Enterprise application integration

Enterprise Application Integration (EAI) is defined as the uses of software and computer systems architectural principles to integrate a set of enterprise computer applications.

Many medium-size and large corporations use a variety of computer applications for managing data, including supply chain management applications (for managing inventory and shipping), customer relationship management applications (for managing current and potential customers), business intelligence applications (for managing internal operations), and other types of applications (for managing data such as human resources data, internal communications, etc). Unfortunately, such applications typically cannot communicate with one another in order to share data or business rules; for this reason, such applications are sometimes referred to as islands of automation or information silos. This lack of communication leads to inefficiency, in the form of the same data having to be stored in multiple locations, or straightforward processes that are unable to be automated.

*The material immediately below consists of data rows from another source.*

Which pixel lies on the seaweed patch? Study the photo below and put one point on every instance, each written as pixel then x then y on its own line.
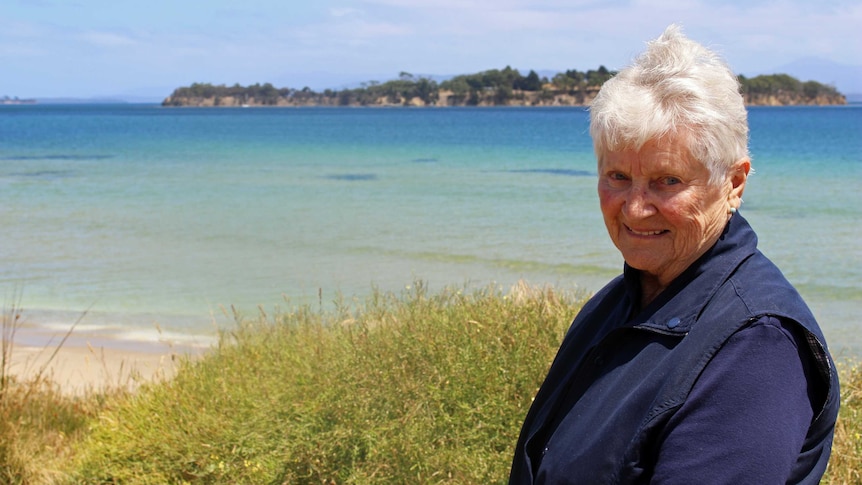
pixel 352 177
pixel 556 171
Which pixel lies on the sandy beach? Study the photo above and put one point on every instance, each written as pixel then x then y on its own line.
pixel 89 363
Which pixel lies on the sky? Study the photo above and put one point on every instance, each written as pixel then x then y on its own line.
pixel 146 49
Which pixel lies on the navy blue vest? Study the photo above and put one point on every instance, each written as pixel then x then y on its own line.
pixel 639 373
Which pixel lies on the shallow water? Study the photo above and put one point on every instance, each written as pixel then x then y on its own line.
pixel 152 217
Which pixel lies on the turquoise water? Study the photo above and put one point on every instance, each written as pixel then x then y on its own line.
pixel 159 218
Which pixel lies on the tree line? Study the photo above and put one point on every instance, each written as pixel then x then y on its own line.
pixel 491 87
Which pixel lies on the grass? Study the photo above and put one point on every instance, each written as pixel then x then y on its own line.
pixel 410 388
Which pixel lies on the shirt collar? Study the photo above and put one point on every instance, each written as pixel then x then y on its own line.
pixel 677 308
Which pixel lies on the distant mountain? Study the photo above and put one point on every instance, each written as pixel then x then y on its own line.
pixel 846 78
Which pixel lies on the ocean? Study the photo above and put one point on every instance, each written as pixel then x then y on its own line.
pixel 150 223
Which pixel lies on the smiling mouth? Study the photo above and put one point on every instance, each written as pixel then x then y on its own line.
pixel 645 233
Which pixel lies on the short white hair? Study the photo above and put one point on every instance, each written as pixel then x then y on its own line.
pixel 680 89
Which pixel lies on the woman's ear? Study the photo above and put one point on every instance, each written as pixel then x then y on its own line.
pixel 738 176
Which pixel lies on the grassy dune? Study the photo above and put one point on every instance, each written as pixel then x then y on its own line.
pixel 410 388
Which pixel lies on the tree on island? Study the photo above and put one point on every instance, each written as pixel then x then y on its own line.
pixel 492 87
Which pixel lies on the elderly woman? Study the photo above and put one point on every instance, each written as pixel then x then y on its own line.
pixel 700 363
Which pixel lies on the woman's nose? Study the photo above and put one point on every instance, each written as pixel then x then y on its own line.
pixel 638 203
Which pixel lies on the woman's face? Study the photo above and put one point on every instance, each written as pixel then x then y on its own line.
pixel 660 209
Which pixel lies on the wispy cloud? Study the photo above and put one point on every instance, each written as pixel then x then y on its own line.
pixel 107 39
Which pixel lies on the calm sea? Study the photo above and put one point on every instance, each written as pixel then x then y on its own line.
pixel 153 219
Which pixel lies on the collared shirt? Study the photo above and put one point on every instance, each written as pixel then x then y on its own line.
pixel 723 378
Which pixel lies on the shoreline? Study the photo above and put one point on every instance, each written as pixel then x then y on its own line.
pixel 93 361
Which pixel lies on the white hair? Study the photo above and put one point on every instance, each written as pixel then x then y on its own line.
pixel 677 88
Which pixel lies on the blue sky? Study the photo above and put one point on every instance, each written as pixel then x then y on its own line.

Enterprise application integration (EAI) is the process of linking such applications within a single organization together in order to simplify and automate business processes to the greatest extent possible, while at the same time avoiding having to make sweeping changes to the existing applications or data structures. In the words of the Gartner Group, EAI is the “unrestricted sharing of data and business processes among any connected application or data sources in the enterprise.”[1]

One large challenge of EAI is that the various systems that need to be linked together often reside on different operating systems, use different database solutions and different computer languages, and in some cases are legacy systems that are no longer supported by the vendor who originally created them. In some cases, such systems are dubbed "stovepipe systems" because they consist of components that have been jammed together in a way that makes it very hard to modify them in any way.